Here is the question that lurks behind Donald Trump tweeting insults at civil rights icon John Lewis during Martin Luther King Jr. weekend. Is he trying to distract from another story — perhaps his national security adviser, Michael Flynn, making a strange call to the Russian ambassador during transition? Is he just so graceless and undisciplined that during a week when he is writing a speech his transition team promises will be about “uniting Americans,” he couldn’t stop himself from attacking the last person in the country you would want to pick a fight with? Both? Neither?
There is background here. Lewis, a popular member of Congress, said he wouldn’t attend Trump’s inauguration, and called the president-elect “illegitimate.” There were reasonable ways to respond to this. Ben Sasse, a Republican senator from Nebraska, modeled one of them.
To John Lewis, one of my heroes:— Ben Sasse (@BenSasse) January 14, 2017
Please come to the Inauguration. It isn't about a man. It is a celebration of peaceful transfer of power.
Another completely plausible response would have been to say nothing. Trump chose a third path:
Congressman John Lewis should spend more time on fixing and helping his district, which is in horrible shape and falling apart (not to......— Donald J. Trump (@realDonaldTrump) January 14, 2017
mention crime infested) rather than falsely complaining about the election results. All talk, talk, talk - no action or results. Sad!— Donald J. Trump (@realDonaldTrump) January 14, 2017
It is, of course, repulsive to accuse Lewis of all talk and no action or results. As Michael Skolnik pointed out on Twitter, while Lewis was arrested 45 times ridding this country of segregation, Trump was dodging the Vietnam draft. Like with the Khan family after the Democratic convention, this is a fight Trump can’t win, doesn’t need, and shouldn’t want.

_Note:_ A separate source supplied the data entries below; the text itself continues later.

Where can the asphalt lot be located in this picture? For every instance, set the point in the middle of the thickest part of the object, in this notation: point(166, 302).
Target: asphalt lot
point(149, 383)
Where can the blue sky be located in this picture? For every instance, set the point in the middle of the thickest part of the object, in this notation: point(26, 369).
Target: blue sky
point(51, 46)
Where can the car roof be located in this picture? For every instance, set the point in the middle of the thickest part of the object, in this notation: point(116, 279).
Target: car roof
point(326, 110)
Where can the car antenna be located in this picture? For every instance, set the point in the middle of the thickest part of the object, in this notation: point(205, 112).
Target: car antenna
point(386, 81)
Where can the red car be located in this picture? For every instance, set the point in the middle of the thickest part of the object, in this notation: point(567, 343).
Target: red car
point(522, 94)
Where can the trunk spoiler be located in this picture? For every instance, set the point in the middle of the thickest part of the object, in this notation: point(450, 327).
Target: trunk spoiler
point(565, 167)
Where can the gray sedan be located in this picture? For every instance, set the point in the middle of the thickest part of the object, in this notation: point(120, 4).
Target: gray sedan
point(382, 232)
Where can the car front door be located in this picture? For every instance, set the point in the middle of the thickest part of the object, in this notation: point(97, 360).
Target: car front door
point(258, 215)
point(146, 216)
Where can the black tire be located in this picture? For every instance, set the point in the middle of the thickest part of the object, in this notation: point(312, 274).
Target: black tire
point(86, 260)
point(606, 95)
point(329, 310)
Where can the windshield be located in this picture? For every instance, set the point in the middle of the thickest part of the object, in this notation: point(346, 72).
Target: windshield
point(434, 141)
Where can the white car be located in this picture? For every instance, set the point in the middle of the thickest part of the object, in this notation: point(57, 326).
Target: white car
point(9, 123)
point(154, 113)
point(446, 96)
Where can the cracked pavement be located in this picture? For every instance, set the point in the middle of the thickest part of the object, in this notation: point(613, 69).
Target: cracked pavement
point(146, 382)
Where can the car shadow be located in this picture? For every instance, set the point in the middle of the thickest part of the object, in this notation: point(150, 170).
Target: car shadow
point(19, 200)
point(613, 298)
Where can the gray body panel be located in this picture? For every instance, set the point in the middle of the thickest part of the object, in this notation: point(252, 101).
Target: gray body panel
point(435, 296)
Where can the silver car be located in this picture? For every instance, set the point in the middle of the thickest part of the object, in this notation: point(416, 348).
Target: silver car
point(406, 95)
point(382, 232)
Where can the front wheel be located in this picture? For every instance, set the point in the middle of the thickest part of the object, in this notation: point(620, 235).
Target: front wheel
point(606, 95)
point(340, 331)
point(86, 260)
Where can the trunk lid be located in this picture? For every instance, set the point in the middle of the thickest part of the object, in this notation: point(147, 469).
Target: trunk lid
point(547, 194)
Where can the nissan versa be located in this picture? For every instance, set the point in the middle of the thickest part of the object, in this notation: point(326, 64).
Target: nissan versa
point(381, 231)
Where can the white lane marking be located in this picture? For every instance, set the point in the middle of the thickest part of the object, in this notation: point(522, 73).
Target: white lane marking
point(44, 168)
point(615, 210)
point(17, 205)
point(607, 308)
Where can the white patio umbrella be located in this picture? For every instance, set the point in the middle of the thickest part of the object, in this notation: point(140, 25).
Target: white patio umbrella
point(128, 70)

This is coming, after all, six days before Trump’s inauguration. And it begins amid devastatingly low approval ratings for the president-elect. A new Quinnipiac poll found only 37 percent approve of the job he’s doing. A new Gallup poll showed only 44 percent approve of the way he’d handling his presidential transition — a number that has fallen since December and puts him far, far below his predecessors:
Matthew Yglesias wrote this week about the role the words “I won” play in Trump’s psychology. He won doing all this stuff during the election, and so he’s going to keep doing it now that he’s president. Winning means you’re right. Winning means it worked.
And Trump did win. But that doesn’t mean this petty behavior is what worked for him. This is why he didn’t win the popular vote. This is why most Americans don’t like him. And this is, in ways Trump may not appreciate yet, how you end up losing as president. Being disliked makes you weak. It erodes your support in Congress. It limits what you can get done. The rules that governed Trump’s life up till now are not the same as the rules that govern the presidency.
In his 2007 book, Think Big and Kick Ass, Trump wrote, "When someone intentionally harms you or your reputation, how do you react? I strike back, doing the same thing to them only ten times worse." This is what he’s doing with Lewis. If Lewis won’t attend his inaugural, if he’s going to question Trump’s legitimacy and testify against his Cabinet nominees, then Trump is going to hit him 10 times harder — he’ll tell the whole world Lewis is all talk and no action, and say that his district, which includes some of the toniest neighborhoods in Atlanta, is “in horrible shape,” “falling apart,” and “crime-infested.”
This is a great strategy for a reality television star who needs to wrest back the spotlight from a critic. But that’s not what’s being competed over here. Lewis doesn’t need the spotlight. Nor, in truth, does Trump. But Trump needs the support of plenty of members of Congress who revere Lewis. Trump needs the support of members of Congress who worry about whether supporting Trump is going to make them look bad in the eyes of voters in 2018, not to mention the eyes of history. Trump needs the support of plenty of Americans who don’t want to hear on the news that the president-elect is calling a congressman who was beaten within an inch of his life to secure civil rights “all talk.”
Which brings me back to the original question. It doesn’t matter what Trump is trying to do here. If he were smart, he’d stop it.